Edited and with an Afterword by David St. John
When Larry Levis died suddenly in 1996, Philip Levine wrote that he had years earlier recognized Levis as "the most gifted and determined young poet I have ever had the good fortune to have in one of my classes. . . . His early death is a staggering loss for our poetry, but what he left is a major achievement that will enrich our lives." Each of his books was published to wide critical acclaim, and David St. John has collected together the best of his work from his first five books: Wrecking Crew (1972), Afterlife (1976), The Dollmaker’s Ghost (1981), Winter Stars (1985) and The Widening Spell of the Leaves (1991).
"It is not an exaggeration to say that the death of Larry Levis in 1996—; of a heart attack at 49—; sent a shock wave through the ranks of American poetry. Not only was Levis a good friend to many poets (not simply of his own generation but of many poets older and younger as well), his poetry had become a kind of touchstone for many of us, a source of special inspiration and awe.

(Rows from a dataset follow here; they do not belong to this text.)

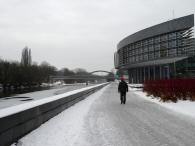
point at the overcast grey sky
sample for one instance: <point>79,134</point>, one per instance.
<point>78,33</point>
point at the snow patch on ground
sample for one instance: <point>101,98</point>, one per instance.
<point>184,107</point>
<point>21,107</point>
<point>67,126</point>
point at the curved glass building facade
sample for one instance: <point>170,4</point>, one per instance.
<point>162,51</point>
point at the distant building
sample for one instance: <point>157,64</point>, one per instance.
<point>163,51</point>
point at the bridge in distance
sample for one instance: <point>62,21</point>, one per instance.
<point>90,76</point>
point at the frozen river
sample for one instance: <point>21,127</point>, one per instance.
<point>100,120</point>
<point>27,97</point>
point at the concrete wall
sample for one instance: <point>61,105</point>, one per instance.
<point>15,126</point>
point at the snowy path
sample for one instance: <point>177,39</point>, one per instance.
<point>100,120</point>
<point>28,97</point>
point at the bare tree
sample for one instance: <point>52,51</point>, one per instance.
<point>26,59</point>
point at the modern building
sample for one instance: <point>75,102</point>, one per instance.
<point>163,51</point>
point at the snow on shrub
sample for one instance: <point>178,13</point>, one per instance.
<point>171,89</point>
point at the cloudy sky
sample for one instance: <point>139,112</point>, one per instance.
<point>79,33</point>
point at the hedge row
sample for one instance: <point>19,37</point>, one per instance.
<point>171,89</point>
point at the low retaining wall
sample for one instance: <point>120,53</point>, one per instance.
<point>15,122</point>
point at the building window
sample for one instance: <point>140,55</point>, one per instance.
<point>151,55</point>
<point>146,56</point>
<point>164,38</point>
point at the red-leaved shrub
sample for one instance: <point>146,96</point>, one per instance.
<point>171,89</point>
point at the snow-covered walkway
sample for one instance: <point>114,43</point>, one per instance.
<point>100,120</point>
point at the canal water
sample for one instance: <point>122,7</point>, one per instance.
<point>20,91</point>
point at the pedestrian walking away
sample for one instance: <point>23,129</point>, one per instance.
<point>122,89</point>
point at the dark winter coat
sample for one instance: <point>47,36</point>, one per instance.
<point>122,87</point>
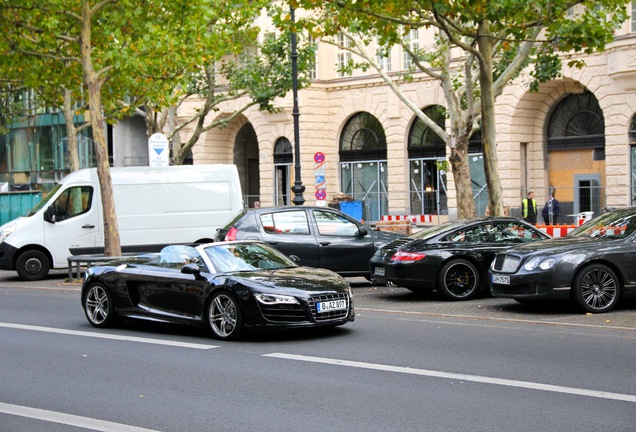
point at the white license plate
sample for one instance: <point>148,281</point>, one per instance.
<point>501,280</point>
<point>331,305</point>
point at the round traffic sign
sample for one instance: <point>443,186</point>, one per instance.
<point>319,157</point>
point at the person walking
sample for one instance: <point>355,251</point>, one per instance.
<point>551,211</point>
<point>529,209</point>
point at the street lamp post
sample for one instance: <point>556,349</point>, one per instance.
<point>298,187</point>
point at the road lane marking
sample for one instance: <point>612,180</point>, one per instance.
<point>107,336</point>
<point>461,377</point>
<point>69,419</point>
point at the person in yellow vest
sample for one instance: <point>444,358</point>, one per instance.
<point>529,209</point>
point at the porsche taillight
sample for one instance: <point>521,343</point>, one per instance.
<point>408,256</point>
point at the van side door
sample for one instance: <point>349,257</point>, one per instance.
<point>74,229</point>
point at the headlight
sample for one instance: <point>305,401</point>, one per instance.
<point>6,232</point>
<point>270,299</point>
<point>542,263</point>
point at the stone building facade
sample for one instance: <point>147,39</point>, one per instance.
<point>575,137</point>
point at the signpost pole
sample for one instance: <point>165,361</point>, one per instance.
<point>298,187</point>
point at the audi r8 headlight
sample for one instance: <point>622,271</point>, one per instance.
<point>6,232</point>
<point>270,299</point>
<point>542,263</point>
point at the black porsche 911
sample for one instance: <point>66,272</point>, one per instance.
<point>452,258</point>
<point>229,287</point>
<point>592,267</point>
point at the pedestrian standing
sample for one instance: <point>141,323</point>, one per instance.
<point>551,211</point>
<point>529,209</point>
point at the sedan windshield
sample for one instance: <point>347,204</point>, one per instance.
<point>613,225</point>
<point>246,257</point>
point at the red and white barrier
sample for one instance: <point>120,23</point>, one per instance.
<point>413,218</point>
<point>556,230</point>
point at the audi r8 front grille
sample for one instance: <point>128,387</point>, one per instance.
<point>507,263</point>
<point>329,315</point>
<point>284,313</point>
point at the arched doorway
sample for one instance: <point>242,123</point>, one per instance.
<point>363,167</point>
<point>427,183</point>
<point>247,163</point>
<point>576,154</point>
<point>283,159</point>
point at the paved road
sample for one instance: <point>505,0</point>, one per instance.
<point>400,300</point>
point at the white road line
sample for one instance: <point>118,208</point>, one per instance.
<point>107,336</point>
<point>68,419</point>
<point>462,377</point>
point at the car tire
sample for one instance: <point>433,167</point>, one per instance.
<point>224,316</point>
<point>32,265</point>
<point>596,289</point>
<point>98,306</point>
<point>458,280</point>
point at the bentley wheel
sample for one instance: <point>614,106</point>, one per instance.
<point>458,280</point>
<point>98,306</point>
<point>596,289</point>
<point>224,316</point>
<point>32,265</point>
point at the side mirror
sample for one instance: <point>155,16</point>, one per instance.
<point>49,214</point>
<point>192,269</point>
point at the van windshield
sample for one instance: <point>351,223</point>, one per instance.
<point>46,199</point>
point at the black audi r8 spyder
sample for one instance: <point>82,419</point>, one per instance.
<point>592,267</point>
<point>229,287</point>
<point>451,258</point>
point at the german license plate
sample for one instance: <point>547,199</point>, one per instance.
<point>501,280</point>
<point>331,306</point>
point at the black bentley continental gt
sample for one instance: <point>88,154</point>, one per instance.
<point>451,258</point>
<point>592,267</point>
<point>229,287</point>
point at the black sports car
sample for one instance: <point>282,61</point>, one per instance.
<point>452,258</point>
<point>591,266</point>
<point>228,286</point>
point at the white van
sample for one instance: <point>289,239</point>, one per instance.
<point>156,206</point>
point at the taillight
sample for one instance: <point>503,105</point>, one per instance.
<point>231,234</point>
<point>408,256</point>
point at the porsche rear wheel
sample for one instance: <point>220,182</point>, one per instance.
<point>596,289</point>
<point>224,316</point>
<point>458,280</point>
<point>98,306</point>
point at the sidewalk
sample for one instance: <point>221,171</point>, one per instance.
<point>402,301</point>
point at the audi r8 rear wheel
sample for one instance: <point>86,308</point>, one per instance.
<point>98,306</point>
<point>224,316</point>
<point>596,289</point>
<point>458,280</point>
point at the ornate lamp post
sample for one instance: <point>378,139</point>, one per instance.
<point>298,187</point>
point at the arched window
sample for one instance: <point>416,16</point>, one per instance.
<point>577,122</point>
<point>363,138</point>
<point>363,171</point>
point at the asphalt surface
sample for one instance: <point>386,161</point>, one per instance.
<point>398,300</point>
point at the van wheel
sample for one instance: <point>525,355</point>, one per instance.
<point>32,265</point>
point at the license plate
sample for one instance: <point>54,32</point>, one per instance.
<point>331,305</point>
<point>501,280</point>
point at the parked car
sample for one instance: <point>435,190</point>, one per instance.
<point>318,236</point>
<point>452,258</point>
<point>591,266</point>
<point>227,287</point>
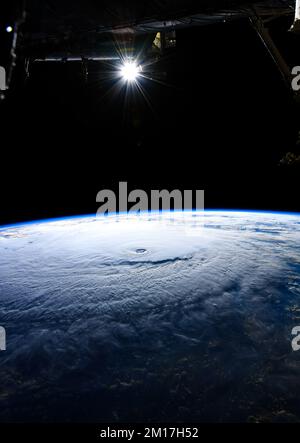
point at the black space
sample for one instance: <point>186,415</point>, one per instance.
<point>223,123</point>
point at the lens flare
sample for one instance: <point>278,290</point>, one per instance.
<point>130,71</point>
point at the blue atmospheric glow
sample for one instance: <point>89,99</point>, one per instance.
<point>113,214</point>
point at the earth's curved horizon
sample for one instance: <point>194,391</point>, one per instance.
<point>167,317</point>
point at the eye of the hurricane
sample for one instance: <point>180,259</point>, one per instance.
<point>130,71</point>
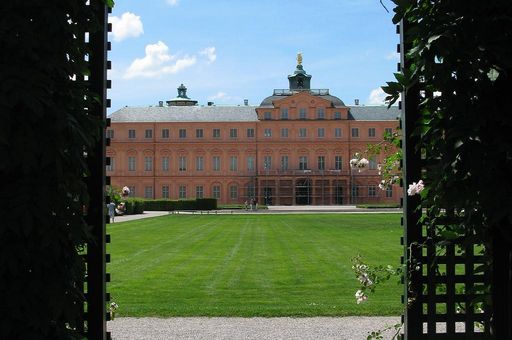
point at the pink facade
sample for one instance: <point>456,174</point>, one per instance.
<point>292,149</point>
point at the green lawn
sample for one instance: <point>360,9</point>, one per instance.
<point>251,265</point>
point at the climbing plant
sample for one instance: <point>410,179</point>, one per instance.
<point>460,61</point>
<point>46,134</point>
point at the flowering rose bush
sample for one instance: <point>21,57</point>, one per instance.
<point>369,277</point>
<point>415,188</point>
<point>360,163</point>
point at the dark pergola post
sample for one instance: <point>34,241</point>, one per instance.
<point>411,169</point>
<point>96,316</point>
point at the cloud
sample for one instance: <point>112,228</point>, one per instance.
<point>218,95</point>
<point>209,52</point>
<point>128,25</point>
<point>158,61</point>
<point>393,56</point>
<point>376,97</point>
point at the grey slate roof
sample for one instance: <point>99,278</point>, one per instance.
<point>267,102</point>
<point>186,114</point>
<point>229,113</point>
<point>361,112</point>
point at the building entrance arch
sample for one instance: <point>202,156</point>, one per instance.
<point>303,191</point>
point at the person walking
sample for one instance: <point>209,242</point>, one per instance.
<point>111,210</point>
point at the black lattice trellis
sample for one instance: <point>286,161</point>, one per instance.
<point>441,280</point>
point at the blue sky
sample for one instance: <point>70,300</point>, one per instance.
<point>226,51</point>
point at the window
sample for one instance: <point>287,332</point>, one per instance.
<point>110,167</point>
<point>216,191</point>
<point>199,163</point>
<point>132,191</point>
<point>250,163</point>
<point>148,163</point>
<point>338,162</point>
<point>233,163</point>
<point>321,162</point>
<point>182,193</point>
<point>233,192</point>
<point>182,133</point>
<point>251,190</point>
<point>216,163</point>
<point>267,162</point>
<point>355,191</point>
<point>165,191</point>
<point>373,163</point>
<point>303,162</point>
<point>372,191</point>
<point>148,192</point>
<point>389,191</point>
<point>131,163</point>
<point>199,191</point>
<point>320,113</point>
<point>216,133</point>
<point>284,162</point>
<point>165,163</point>
<point>284,113</point>
<point>182,163</point>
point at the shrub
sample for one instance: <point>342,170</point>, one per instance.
<point>134,206</point>
<point>206,203</point>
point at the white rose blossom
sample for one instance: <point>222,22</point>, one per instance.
<point>361,296</point>
<point>415,188</point>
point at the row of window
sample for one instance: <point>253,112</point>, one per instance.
<point>233,133</point>
<point>303,114</point>
<point>303,163</point>
<point>199,192</point>
<point>234,192</point>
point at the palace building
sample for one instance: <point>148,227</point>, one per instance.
<point>294,148</point>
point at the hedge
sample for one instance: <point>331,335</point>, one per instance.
<point>137,205</point>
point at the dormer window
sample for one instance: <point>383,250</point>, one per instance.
<point>320,113</point>
<point>284,113</point>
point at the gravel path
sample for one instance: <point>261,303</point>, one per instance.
<point>317,328</point>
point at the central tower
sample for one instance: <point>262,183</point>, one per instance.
<point>299,80</point>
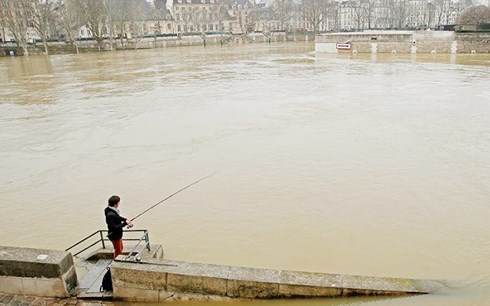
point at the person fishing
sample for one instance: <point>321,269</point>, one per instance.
<point>115,223</point>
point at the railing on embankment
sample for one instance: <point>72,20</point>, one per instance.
<point>100,238</point>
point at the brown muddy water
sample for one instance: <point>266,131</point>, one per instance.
<point>368,164</point>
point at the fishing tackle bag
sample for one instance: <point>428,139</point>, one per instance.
<point>106,281</point>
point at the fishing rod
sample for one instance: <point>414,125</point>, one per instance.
<point>180,190</point>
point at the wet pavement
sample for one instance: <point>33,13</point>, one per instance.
<point>21,300</point>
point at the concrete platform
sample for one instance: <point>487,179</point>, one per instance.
<point>155,281</point>
<point>91,270</point>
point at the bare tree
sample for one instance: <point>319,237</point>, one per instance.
<point>368,7</point>
<point>357,13</point>
<point>42,19</point>
<point>69,20</point>
<point>443,9</point>
<point>2,25</point>
<point>401,14</point>
<point>16,15</point>
<point>94,12</point>
<point>317,11</point>
<point>476,15</point>
<point>283,10</point>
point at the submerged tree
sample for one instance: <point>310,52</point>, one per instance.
<point>42,20</point>
<point>94,13</point>
<point>69,19</point>
<point>16,16</point>
<point>317,11</point>
<point>476,15</point>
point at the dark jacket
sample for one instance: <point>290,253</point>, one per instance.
<point>115,223</point>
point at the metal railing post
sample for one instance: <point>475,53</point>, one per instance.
<point>102,239</point>
<point>147,238</point>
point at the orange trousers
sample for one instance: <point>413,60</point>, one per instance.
<point>118,246</point>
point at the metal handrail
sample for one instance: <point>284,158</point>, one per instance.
<point>102,240</point>
<point>146,245</point>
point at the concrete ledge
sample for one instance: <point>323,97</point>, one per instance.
<point>36,272</point>
<point>156,281</point>
<point>445,42</point>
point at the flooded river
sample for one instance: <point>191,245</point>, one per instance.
<point>372,165</point>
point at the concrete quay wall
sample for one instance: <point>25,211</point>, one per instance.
<point>154,42</point>
<point>157,281</point>
<point>36,272</point>
<point>447,42</point>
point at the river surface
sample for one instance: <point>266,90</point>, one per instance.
<point>372,165</point>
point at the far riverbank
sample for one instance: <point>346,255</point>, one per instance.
<point>155,42</point>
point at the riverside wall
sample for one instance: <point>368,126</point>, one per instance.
<point>36,272</point>
<point>154,42</point>
<point>157,281</point>
<point>446,42</point>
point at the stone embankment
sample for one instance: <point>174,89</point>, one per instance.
<point>154,42</point>
<point>24,300</point>
<point>49,277</point>
<point>445,42</point>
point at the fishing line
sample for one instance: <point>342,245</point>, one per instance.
<point>178,191</point>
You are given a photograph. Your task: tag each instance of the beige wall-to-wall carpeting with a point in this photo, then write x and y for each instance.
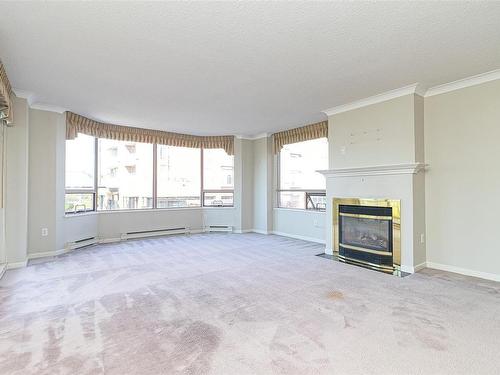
(240, 304)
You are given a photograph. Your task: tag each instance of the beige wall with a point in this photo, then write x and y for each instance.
(42, 196)
(16, 185)
(382, 133)
(386, 133)
(262, 185)
(304, 224)
(247, 185)
(462, 133)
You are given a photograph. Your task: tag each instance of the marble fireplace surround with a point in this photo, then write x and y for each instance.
(405, 182)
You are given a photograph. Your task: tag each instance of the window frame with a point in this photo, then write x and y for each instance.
(203, 190)
(94, 190)
(307, 192)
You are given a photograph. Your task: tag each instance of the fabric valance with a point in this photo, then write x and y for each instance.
(304, 133)
(79, 124)
(5, 96)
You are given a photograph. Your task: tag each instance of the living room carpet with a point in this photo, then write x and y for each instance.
(240, 304)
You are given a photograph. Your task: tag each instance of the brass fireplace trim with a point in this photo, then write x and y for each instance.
(395, 204)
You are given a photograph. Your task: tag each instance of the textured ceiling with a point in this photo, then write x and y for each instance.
(237, 68)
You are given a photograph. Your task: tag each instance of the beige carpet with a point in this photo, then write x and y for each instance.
(240, 304)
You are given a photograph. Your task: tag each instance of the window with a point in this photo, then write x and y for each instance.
(125, 178)
(105, 175)
(300, 186)
(218, 178)
(178, 177)
(80, 177)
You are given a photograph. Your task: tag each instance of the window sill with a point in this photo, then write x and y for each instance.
(298, 210)
(91, 213)
(147, 210)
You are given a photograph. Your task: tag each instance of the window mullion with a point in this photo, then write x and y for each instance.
(202, 203)
(96, 170)
(155, 175)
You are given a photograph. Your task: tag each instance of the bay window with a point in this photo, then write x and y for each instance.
(80, 174)
(125, 175)
(178, 177)
(106, 175)
(218, 178)
(299, 185)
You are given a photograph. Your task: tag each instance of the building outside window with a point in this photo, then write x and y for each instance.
(218, 178)
(178, 177)
(80, 165)
(126, 176)
(125, 179)
(299, 185)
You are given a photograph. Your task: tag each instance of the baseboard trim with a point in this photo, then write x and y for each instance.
(45, 254)
(14, 265)
(260, 231)
(411, 269)
(463, 271)
(299, 237)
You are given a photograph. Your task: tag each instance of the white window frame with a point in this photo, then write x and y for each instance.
(308, 192)
(94, 190)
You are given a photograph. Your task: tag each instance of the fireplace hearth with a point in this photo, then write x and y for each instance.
(367, 233)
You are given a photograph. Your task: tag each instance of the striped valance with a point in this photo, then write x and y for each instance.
(5, 96)
(304, 133)
(79, 124)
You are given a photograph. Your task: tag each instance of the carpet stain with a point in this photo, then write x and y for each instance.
(335, 295)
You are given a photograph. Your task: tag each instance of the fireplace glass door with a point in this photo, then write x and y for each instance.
(366, 233)
(365, 236)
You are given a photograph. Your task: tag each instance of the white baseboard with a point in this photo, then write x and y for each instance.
(328, 251)
(260, 231)
(109, 240)
(410, 269)
(464, 271)
(14, 265)
(241, 231)
(45, 254)
(298, 237)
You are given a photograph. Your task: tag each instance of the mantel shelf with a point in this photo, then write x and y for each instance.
(375, 170)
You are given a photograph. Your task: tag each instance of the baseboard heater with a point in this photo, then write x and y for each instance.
(81, 243)
(154, 233)
(219, 228)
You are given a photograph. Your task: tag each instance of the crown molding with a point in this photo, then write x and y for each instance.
(30, 98)
(375, 170)
(379, 98)
(48, 107)
(463, 83)
(253, 137)
(24, 94)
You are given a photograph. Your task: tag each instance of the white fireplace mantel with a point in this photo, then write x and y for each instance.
(375, 170)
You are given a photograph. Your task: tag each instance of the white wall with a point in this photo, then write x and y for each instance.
(46, 196)
(16, 185)
(113, 224)
(304, 224)
(378, 134)
(247, 185)
(462, 133)
(262, 185)
(386, 133)
(42, 199)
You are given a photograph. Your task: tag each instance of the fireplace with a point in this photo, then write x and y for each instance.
(367, 233)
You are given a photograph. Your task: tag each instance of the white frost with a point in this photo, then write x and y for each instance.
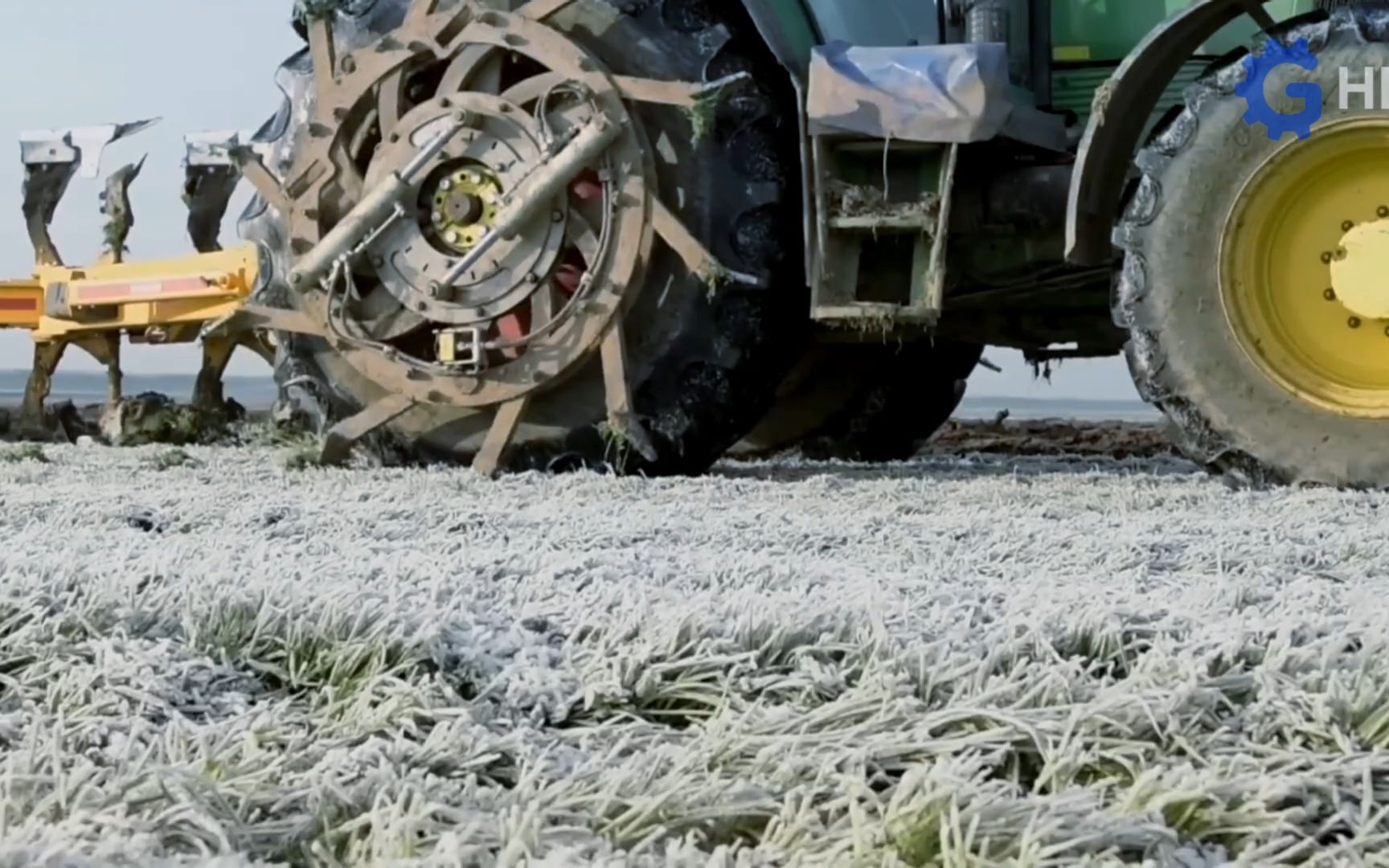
(1041, 660)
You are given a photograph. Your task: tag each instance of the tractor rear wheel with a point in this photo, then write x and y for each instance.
(1252, 280)
(702, 352)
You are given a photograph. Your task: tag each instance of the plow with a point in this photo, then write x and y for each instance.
(555, 234)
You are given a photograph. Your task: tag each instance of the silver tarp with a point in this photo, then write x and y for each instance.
(927, 93)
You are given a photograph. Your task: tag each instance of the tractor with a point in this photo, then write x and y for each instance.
(555, 234)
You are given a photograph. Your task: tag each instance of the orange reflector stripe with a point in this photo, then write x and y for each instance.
(116, 292)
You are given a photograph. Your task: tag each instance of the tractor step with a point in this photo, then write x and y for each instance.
(883, 213)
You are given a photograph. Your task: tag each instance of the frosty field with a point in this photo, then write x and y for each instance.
(960, 663)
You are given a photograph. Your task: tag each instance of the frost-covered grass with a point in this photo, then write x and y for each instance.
(221, 661)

With Larry Levis’ death came the sense that an American original had been lost. . . . It is not at all paradoxical that he saw both the most intimate expressions of poetry and the grandest gestures of art, of language, as constituting individual acts of courage. One can only hope that, like such courage, Larry Levis’s remarkable poems will continue to live far into our literature."—David St. John, from the afterword
About the Author :
Larry Levis was born in Fresno, California, in 1946. His first book of poems, Wrecking Crew, won the United States Award from the International Poetry Forum, and was published in the Pitt Poetry Series in 1972. His second book, The Afterlife, won the Lamont Award from the American Academy of Poets in 1976. In 1981, The Dollmaker's Ghost was a winner of the Open Competition of the National Poetry Series. Among his other awards were three fellowships in poetry from the National Endowment for the Arts, a Fulbright Fellowship, and a Guggenheim Fellowship. Larry Levis died in 1996.
Review :
If I could select one book of poetry from the past year to read and read again, this is it. If I could teach only one poet to younger poets, it would be Larry Levis. . . . If I could describe everything poets want their poets to do, regardless of their style and intentions, I would turn to Levis' poetry once again, and not say a word.
As his command of the poetic line widened, Levis's poetry became almost literally breathtaking, a kind of verse that spelled itself out and cast its spell in such sinewy inventive cadences that the leaves to which he referred in 'the widening spell of the leaves' might well have been those most powerfully American bits of foliage, Leaves of Grass.
Levis's editor, David St. John, follows the typical scheme of selecting poems from the five collections that appeared in the poet's lifetime (his sixth, Elegy, was published posthumously in 1997), each group appearing under the title of the book it came from. The poems selected from the fifth book are markedly different from the ones that precede them. They are longer both in line and page count and also broader in focus; in them, Levis largely abandons the single-subject poem and lets his mind range from one place or thought to another and then a third or more before turning back.... In 1996, Larry Levis, only forty-nine years old, died of a heart attack. Taking The Selected Levis as a whole, there's some evidence that, had he continued, he might have started writing more as his late-life master did, might have become a Whitman for the twenty-first century.